O governo de Luiz Inácio Lula da Silva está considerando levar ao Supremo Tribunal Federal (STF) um projeto que muda as regras da previdência para agentes comunitários de saúde, aprovado recentemente no Senado. O Ministério da Previdência estima que essa alteração pode gerar um custo de R$ 100 bilhões em uma década, levantando preocupações entre especialistas.
A proposta garante aposentadorias com salário integral e reajustes equivalentes aos dos funcionários ativos para os agentes que cumprirem requisitos de idade e tempo de serviço. Homens poderão se aposentar aos 52 anos e mulheres, aos 50, desde que tenham trabalhado pelo menos 20 anos na função. Existe ainda a opção de aposentadoria após 15 anos na atividade e mais 10 em outra ocupação. Durante a votação, diversos agentes comunitários estavam presentes no plenário do Senado.
O projeto foi apresentado pelo presidente do Senado, Davi Alcolumbre, e sua aprovação pegou a equipe econômica do governo de surpresa. O anúncio ocorreu logo após Lula nomear Jorge Messias como o novo ministro da Advocacia-Geral da União, cargo antes ocupado por Luís Roberto Barroso no STF.
No entanto, Davi Alcolumbre ficou insatisfeito com a condução do processo pelo governo, pois preferia que o senador Rodrigo Pacheco assumisse a vaga no Supremo. Enquanto isso, a equipe da Fazenda tentará dialogar com os líderes da Câmara dos Deputados para impedir a continuidade do projeto. Essa tarefa, no entanto, pode ser difícil, já que a Câmara já havia aprovado uma proposta de emenda à Constituição com conteúdo semelhante.

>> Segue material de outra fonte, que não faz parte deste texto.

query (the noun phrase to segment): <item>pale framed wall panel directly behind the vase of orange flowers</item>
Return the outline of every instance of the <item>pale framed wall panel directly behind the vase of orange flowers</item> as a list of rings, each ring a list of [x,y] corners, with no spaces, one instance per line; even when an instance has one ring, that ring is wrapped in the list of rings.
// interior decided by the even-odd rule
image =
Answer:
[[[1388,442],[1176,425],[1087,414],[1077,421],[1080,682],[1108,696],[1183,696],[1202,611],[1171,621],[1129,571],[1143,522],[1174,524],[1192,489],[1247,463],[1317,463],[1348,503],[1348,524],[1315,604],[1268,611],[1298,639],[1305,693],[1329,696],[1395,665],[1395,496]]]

Se o projeto for aprovado, o governo pode optar por vetá-lo. Caso o veto seja derrubado, o governo deve buscar apoio no STF, como fez em outras ocasiões, como na desoneração da folha de pagamentos. O secretário executivo da Fazenda, Dario Durigan, afirmou que o projeto é problemático do ponto de vista econômico e destacou a necessidade de uma discussão detalhada sobre seu impacto.

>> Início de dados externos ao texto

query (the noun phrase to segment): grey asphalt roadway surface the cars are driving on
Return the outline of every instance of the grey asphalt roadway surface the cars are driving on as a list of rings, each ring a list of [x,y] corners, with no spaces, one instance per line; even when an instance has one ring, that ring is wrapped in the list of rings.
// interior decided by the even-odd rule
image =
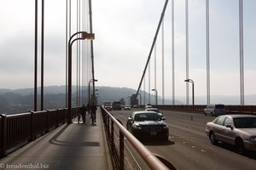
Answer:
[[[138,110],[135,110],[138,111]],[[132,111],[111,111],[126,127]],[[256,152],[241,156],[233,146],[212,145],[205,133],[214,116],[198,113],[162,111],[169,126],[169,141],[143,141],[148,150],[172,162],[177,169],[243,170],[256,169]]]

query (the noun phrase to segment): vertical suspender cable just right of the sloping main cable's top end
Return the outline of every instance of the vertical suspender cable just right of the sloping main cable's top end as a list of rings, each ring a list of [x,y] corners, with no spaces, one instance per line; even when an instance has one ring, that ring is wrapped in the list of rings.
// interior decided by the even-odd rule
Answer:
[[[174,0],[172,0],[172,105],[175,105],[175,67],[174,67]]]

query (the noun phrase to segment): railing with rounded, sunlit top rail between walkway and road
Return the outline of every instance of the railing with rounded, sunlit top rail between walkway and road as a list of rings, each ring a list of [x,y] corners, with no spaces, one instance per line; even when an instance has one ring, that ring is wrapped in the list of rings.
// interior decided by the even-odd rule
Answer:
[[[125,151],[125,141],[129,142],[129,144],[132,146],[132,149],[135,149],[139,156],[143,158],[143,161],[145,161],[148,168],[155,170],[176,169],[172,166],[172,163],[166,161],[166,159],[162,156],[151,153],[137,138],[135,138],[129,131],[127,131],[125,127],[123,127],[123,125],[103,107],[101,107],[101,111],[104,127],[108,137],[108,145],[111,156],[113,156],[113,164],[115,165],[115,169],[137,169],[136,167],[132,167],[131,162],[125,163],[125,160],[128,160],[129,157],[132,157],[129,156],[128,153],[130,150],[126,149],[127,152]],[[128,166],[130,166],[130,168]]]

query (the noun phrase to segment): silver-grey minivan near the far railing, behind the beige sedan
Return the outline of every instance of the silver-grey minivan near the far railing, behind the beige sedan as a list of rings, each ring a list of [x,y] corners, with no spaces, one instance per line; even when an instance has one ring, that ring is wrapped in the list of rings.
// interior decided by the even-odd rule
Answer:
[[[223,104],[212,104],[212,105],[207,105],[207,107],[204,109],[204,114],[207,116],[208,114],[212,116],[221,116],[226,113],[225,105]]]

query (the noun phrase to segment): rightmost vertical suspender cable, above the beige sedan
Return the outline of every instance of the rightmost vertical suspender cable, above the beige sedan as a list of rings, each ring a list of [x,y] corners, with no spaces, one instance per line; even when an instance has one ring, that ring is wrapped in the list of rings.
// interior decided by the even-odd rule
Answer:
[[[239,31],[240,31],[240,98],[244,105],[244,68],[243,68],[243,3],[239,1]]]

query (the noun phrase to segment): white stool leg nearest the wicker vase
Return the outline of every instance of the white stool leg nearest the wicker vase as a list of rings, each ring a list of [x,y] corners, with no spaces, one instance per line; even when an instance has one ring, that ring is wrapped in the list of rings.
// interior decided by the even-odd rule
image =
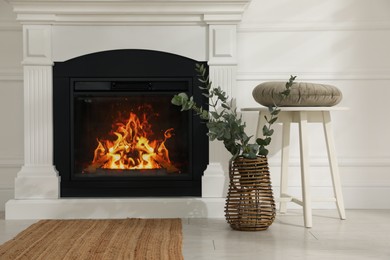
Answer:
[[[283,120],[283,135],[282,135],[282,167],[280,175],[280,213],[287,212],[287,201],[283,200],[288,192],[288,160],[290,158],[290,125],[291,116],[286,116]]]

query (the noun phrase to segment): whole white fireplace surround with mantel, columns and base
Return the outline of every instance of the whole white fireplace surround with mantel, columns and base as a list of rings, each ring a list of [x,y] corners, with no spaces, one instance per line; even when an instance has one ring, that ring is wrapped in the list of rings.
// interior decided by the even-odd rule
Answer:
[[[164,215],[162,201],[178,209],[170,211],[170,216],[189,217],[196,211],[196,217],[223,217],[226,178],[218,161],[223,152],[213,144],[202,179],[202,198],[141,199],[147,209],[140,206],[140,199],[60,198],[60,177],[53,165],[52,67],[56,61],[103,50],[161,50],[207,60],[211,81],[233,96],[237,24],[250,0],[8,2],[23,25],[24,165],[15,179],[15,199],[6,203],[6,218],[127,214],[111,215],[112,208],[129,209],[128,217],[158,217]],[[155,34],[159,34],[157,40]],[[199,205],[205,210],[199,211]],[[91,213],[82,210],[86,208]]]

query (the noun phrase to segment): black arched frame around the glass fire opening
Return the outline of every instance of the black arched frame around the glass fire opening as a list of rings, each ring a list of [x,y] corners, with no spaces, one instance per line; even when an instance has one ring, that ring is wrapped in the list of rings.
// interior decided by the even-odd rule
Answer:
[[[72,98],[75,82],[136,82],[136,91],[165,91],[164,82],[187,82],[169,93],[187,92],[208,109],[198,86],[199,62],[187,57],[152,50],[111,50],[80,56],[53,67],[54,165],[61,176],[61,197],[167,197],[201,196],[201,178],[208,164],[207,127],[192,111],[187,113],[191,131],[190,171],[175,177],[75,178],[72,175]],[[161,83],[162,82],[162,83]],[[130,84],[131,86],[131,84]],[[127,88],[127,89],[126,89]],[[129,84],[118,92],[129,91]],[[139,89],[138,89],[139,88]],[[185,90],[185,89],[184,89]],[[177,107],[177,109],[180,109]]]

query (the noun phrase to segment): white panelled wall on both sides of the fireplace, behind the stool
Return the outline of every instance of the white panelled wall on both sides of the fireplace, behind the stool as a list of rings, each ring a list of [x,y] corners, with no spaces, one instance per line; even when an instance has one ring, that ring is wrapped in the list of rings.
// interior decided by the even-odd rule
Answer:
[[[346,207],[390,208],[390,1],[252,0],[238,32],[238,105],[256,106],[251,92],[257,84],[290,74],[339,87],[340,105],[350,107],[333,114]],[[10,5],[0,0],[0,210],[13,198],[23,160],[21,34]],[[244,117],[254,132],[255,116]],[[310,133],[313,195],[322,196],[331,191],[322,128],[313,125]],[[299,193],[297,141],[292,139],[292,193]],[[278,144],[276,135],[270,156],[275,192]]]

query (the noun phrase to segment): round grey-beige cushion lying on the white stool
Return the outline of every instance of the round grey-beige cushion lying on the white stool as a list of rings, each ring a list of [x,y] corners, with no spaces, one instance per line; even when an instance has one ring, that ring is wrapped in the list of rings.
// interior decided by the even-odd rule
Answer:
[[[296,82],[290,88],[287,98],[279,93],[286,89],[286,82],[264,82],[253,89],[253,98],[263,106],[334,106],[342,99],[341,91],[335,86]]]

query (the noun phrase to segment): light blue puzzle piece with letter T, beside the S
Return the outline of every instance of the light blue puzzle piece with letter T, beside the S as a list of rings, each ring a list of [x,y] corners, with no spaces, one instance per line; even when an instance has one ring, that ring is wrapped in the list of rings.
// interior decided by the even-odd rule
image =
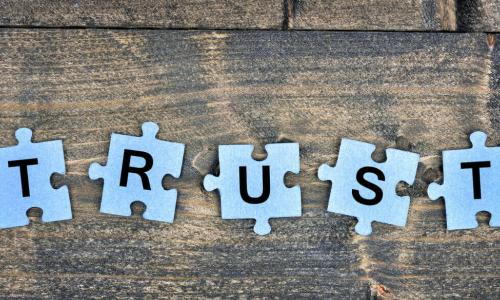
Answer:
[[[490,226],[500,226],[500,147],[486,147],[479,131],[470,141],[472,148],[443,151],[444,182],[427,190],[431,200],[444,197],[448,230],[476,228],[481,211],[491,213]]]

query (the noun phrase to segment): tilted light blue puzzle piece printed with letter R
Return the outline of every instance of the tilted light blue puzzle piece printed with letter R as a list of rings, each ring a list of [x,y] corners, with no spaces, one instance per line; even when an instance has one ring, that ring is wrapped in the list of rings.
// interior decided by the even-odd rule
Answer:
[[[174,221],[177,190],[165,190],[162,181],[167,174],[180,176],[184,145],[156,139],[158,130],[146,122],[141,137],[113,133],[107,165],[90,166],[91,179],[104,179],[102,213],[130,216],[130,205],[141,201],[145,219]]]

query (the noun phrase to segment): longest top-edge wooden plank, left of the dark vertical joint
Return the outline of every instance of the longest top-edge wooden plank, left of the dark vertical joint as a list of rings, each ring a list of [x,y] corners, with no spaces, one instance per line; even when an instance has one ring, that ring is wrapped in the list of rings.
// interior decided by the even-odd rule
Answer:
[[[279,29],[282,0],[0,0],[0,25]]]

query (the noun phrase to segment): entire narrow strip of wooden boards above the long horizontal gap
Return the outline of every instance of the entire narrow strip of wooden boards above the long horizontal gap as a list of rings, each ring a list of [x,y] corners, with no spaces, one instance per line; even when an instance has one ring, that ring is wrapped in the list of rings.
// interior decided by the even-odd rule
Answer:
[[[0,0],[0,26],[486,31],[499,0]]]

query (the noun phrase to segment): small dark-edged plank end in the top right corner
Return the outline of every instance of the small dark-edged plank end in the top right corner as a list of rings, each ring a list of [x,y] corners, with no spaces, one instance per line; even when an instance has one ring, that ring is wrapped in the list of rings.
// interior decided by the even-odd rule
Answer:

Especialistas criticam a ideia de um regime especial de aposentadoria para essas categorias, apontando os riscos fiscais que isso representa. De acordo com eles, essa medida poderá aumentar as despesas da União e dos municípios, já que muitos desses agentes são contratados pelas prefeituras. O economista Paulo Tafner alertou que aprovar essa proposta implica criar gastos contínuos e que, em um ano eleitoral, é indesejável aumentar as despesas.
Tafner também citou que as projeções de impacto fiscal realizadas por técnicos da Previdência podem ser ainda maiores do que as estimativas do governo. Ele disse observar uma falta de empenho por parte do governo para barrar o projeto, o que leva a crer que houve um descuido em sua tramitação.
O economista Felipe Salto também expressou preocupações, indicando que o impacto acumulado da medida até 2034 poderia chegar a R$ 26,4 bilhões, considerando tanto os gastos previdenciários quanto a necessidade de substituir os agentes aposentados. Além disso, Salto questionou a legalidade da proposta, argumentando que ela fere princípios estabelecidos pela reforma da previdência de 2019.
A situação torna-se ainda mais complexa com a insistente discussão sobre o equilíbrio fiscal do país e a necessidade de manter as contas públicas em ordem. A pressão sobre o governo para justificar e gerenciar a situação fiscal continua a ser um desafio crucial neste contexto.